Faculty Research Highlights
Dr. Liana Woskie recieves Tufts 2024 Springboard Grant.
Affording Misoprostol on Minimum Wage: An International and Local Comparison of Pharmaceutical Abortion
Team Lead: Liana Woskie (A&S)
Team Member(s): Erika Werner (TUSM), Danielle Roncari (TUSM), Irene Papanicolas (Brown Center for Health System Sustainability), MaryRose Mazolla (Planned Parenthood League of MA), and Mindy Roseman (Yale School of Law)
Each of these high-quality, high-impact research, scholarship, and educational initiatives contributes to vibrant research at Tufts by having an explicit plan leading to extramural funding or other outcomes that further influence research, scholarship, and/or policy.
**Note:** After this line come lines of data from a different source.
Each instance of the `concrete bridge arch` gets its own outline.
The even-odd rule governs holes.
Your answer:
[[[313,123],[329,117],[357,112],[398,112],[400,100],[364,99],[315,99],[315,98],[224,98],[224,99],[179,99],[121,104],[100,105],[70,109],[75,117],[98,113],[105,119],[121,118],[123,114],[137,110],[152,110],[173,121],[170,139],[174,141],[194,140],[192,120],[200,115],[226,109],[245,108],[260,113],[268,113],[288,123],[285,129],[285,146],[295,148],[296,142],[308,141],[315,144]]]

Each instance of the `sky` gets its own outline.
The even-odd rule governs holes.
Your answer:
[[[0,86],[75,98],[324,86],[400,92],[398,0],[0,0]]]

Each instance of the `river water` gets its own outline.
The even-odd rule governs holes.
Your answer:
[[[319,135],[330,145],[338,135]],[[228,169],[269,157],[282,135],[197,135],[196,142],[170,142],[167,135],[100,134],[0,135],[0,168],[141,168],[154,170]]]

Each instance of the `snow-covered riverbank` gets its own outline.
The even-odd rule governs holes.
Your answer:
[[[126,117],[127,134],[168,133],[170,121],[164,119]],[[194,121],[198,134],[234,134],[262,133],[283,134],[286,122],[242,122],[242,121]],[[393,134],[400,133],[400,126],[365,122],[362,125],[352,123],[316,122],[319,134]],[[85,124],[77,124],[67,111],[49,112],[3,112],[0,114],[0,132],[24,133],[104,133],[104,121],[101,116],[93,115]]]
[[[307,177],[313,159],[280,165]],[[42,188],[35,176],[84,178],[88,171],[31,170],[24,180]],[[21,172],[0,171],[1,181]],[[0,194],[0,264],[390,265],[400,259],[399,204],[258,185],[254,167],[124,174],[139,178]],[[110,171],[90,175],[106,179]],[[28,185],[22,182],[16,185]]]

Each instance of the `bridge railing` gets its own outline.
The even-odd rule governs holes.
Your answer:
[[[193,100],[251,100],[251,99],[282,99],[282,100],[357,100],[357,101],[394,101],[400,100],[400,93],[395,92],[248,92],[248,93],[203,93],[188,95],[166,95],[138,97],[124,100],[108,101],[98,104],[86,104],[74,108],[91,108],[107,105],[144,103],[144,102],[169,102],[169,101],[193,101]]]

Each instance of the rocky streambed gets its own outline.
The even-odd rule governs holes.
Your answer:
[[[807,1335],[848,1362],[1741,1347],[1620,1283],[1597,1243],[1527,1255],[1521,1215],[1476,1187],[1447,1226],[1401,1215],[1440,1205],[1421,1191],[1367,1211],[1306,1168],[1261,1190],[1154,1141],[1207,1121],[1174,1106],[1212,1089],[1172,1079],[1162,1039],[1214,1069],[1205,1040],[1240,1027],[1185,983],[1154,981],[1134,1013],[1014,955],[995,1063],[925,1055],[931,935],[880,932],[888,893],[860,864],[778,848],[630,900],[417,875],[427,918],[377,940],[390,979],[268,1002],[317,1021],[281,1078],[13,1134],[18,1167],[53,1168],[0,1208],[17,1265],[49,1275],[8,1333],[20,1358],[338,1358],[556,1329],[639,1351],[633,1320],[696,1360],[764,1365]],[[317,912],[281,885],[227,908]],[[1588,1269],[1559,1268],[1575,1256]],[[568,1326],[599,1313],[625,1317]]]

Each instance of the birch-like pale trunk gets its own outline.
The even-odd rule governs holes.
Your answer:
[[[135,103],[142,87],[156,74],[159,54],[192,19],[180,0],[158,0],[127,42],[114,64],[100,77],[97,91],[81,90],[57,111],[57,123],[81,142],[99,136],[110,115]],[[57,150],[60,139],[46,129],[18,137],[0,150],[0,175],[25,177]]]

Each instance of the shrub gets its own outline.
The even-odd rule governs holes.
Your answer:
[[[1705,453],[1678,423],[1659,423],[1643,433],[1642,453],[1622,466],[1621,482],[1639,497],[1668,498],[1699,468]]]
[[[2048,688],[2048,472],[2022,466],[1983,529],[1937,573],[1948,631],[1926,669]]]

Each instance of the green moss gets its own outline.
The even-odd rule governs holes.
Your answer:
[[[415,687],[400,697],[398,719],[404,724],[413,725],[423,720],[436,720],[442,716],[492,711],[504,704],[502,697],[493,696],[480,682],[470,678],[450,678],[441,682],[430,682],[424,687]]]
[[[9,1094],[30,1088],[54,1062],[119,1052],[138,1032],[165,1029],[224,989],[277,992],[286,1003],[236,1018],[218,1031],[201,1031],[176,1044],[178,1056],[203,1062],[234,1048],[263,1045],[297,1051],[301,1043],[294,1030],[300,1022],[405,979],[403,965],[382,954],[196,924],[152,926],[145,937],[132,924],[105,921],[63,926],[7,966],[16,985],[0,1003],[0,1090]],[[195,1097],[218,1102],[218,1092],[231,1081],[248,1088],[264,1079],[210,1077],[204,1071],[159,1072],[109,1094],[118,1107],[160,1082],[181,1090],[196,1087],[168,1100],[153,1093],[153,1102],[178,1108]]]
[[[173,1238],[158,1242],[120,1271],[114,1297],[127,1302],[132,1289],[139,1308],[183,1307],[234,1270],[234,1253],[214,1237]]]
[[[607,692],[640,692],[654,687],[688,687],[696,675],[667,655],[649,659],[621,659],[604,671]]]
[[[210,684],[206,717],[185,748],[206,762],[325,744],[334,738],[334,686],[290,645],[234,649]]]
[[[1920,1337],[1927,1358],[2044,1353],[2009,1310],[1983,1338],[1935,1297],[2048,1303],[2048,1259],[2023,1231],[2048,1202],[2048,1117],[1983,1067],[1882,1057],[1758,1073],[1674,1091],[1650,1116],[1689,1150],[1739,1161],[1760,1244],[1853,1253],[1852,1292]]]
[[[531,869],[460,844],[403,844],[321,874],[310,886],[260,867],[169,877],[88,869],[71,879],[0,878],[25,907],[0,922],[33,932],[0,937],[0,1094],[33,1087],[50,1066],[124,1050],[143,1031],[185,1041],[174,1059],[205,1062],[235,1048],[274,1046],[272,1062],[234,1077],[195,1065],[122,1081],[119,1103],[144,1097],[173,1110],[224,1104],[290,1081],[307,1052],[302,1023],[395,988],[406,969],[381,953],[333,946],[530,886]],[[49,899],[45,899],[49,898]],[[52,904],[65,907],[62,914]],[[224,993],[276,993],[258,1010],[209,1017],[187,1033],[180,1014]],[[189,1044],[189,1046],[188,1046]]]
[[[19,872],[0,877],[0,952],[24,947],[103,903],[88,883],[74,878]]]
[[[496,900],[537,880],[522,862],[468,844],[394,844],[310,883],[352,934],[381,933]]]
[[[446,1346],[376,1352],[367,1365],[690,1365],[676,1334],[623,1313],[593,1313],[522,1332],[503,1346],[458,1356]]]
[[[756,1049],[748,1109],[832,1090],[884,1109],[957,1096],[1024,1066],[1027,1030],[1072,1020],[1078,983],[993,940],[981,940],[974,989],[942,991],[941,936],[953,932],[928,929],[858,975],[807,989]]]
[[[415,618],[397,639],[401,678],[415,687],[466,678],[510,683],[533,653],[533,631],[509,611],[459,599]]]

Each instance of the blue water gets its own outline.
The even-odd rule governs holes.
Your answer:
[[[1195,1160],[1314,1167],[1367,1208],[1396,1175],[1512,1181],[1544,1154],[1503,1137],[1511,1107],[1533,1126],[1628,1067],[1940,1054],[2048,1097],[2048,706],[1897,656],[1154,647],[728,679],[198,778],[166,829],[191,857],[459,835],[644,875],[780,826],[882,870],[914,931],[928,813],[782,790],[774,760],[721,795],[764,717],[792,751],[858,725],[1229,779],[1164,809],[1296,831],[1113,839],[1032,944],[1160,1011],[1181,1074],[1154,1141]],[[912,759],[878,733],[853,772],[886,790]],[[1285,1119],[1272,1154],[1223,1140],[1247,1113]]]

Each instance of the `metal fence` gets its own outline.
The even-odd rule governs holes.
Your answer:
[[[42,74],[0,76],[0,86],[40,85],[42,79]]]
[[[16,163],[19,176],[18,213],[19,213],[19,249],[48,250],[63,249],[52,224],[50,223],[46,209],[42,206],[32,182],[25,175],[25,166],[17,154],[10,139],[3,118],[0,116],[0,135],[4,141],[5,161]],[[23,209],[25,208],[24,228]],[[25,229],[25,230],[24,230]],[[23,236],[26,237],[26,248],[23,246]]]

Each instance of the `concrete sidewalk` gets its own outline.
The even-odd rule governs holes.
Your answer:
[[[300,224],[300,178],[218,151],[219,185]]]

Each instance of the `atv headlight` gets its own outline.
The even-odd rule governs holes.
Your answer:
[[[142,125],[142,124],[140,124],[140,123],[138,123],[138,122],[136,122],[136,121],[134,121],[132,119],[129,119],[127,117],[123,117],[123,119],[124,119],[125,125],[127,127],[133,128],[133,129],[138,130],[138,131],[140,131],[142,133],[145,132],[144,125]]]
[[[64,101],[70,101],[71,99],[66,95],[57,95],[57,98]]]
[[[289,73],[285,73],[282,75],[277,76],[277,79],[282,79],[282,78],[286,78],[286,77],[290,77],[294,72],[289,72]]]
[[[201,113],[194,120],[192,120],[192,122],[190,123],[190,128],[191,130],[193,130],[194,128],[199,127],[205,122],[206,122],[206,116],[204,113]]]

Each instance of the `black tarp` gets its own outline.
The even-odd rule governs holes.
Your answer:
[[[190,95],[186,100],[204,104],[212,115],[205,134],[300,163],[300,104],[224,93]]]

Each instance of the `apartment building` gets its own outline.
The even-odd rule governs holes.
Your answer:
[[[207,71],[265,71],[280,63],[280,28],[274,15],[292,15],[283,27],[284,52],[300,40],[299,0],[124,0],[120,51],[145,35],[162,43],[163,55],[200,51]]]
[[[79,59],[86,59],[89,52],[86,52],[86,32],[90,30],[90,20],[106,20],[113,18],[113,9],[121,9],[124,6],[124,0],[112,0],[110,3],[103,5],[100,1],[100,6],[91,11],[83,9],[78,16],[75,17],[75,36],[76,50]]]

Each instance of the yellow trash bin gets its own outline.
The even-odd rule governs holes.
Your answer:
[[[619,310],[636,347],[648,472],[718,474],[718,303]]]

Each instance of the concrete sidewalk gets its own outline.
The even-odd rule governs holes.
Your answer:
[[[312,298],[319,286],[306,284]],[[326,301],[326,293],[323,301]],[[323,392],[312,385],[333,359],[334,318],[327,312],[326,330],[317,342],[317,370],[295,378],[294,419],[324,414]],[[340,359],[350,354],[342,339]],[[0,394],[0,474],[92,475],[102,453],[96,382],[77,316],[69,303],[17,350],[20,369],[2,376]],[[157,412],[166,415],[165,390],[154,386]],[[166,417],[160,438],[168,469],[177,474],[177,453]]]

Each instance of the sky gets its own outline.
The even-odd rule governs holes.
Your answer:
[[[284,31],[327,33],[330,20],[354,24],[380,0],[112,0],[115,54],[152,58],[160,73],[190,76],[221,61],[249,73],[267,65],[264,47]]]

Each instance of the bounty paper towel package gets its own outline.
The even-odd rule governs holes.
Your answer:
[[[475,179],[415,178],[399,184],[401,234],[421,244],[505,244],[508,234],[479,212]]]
These grants represent a significant investment in the future vitality of Tufts as a thriving R1, very-high research activity university. In keeping with this cycle’s emphasis on supporting Tufts’ efforts to be an anti-racist institution, many of the projects focused on highlighting racial inequities and promoting racial justice.
Dr. Keren Ladin named Greenwall Faculty Scholar
Dr. Keren Ladin was recently named as Greenwall Faculty Scholar by the Greenwall Foundation. The Greenwall Faculty Scholars Program in Bioethics is a career development award to enable junior faculty members to carry out innovative bioethics research. This award supports research that goes beyond current work in bioethics to help resolve pressing ethical issues in clinical care, biomedical research, and public policy.
Dr. Ladin's project incorporates bioethics, social psychology, and health services approaches to examine disparities in transplantation and in access to health care more broadly.
Project abstract:
Although social support is routinely assessed during transplant candidate evaluation, we hypothesize that inconsistent definitions of social support and evaluation procedures may result in unequal treatment of patients with limited support. We hypothesize that clinicians have unconscious bias in favor of more socially connectedness patients, and that this bias will be significantly associated with waitlist decisions. Clinicians may experience moral distress and cognitive dissonance, which occurs when actions (using a discriminatory criterion) do not align with values (treating all patients fairly). Perspective-taking interventions, more supportive center-level and Medicaid policies, and reforming the social support criterion may be needed to reduce this source of bias and ensure equal access to solid organ transplantation.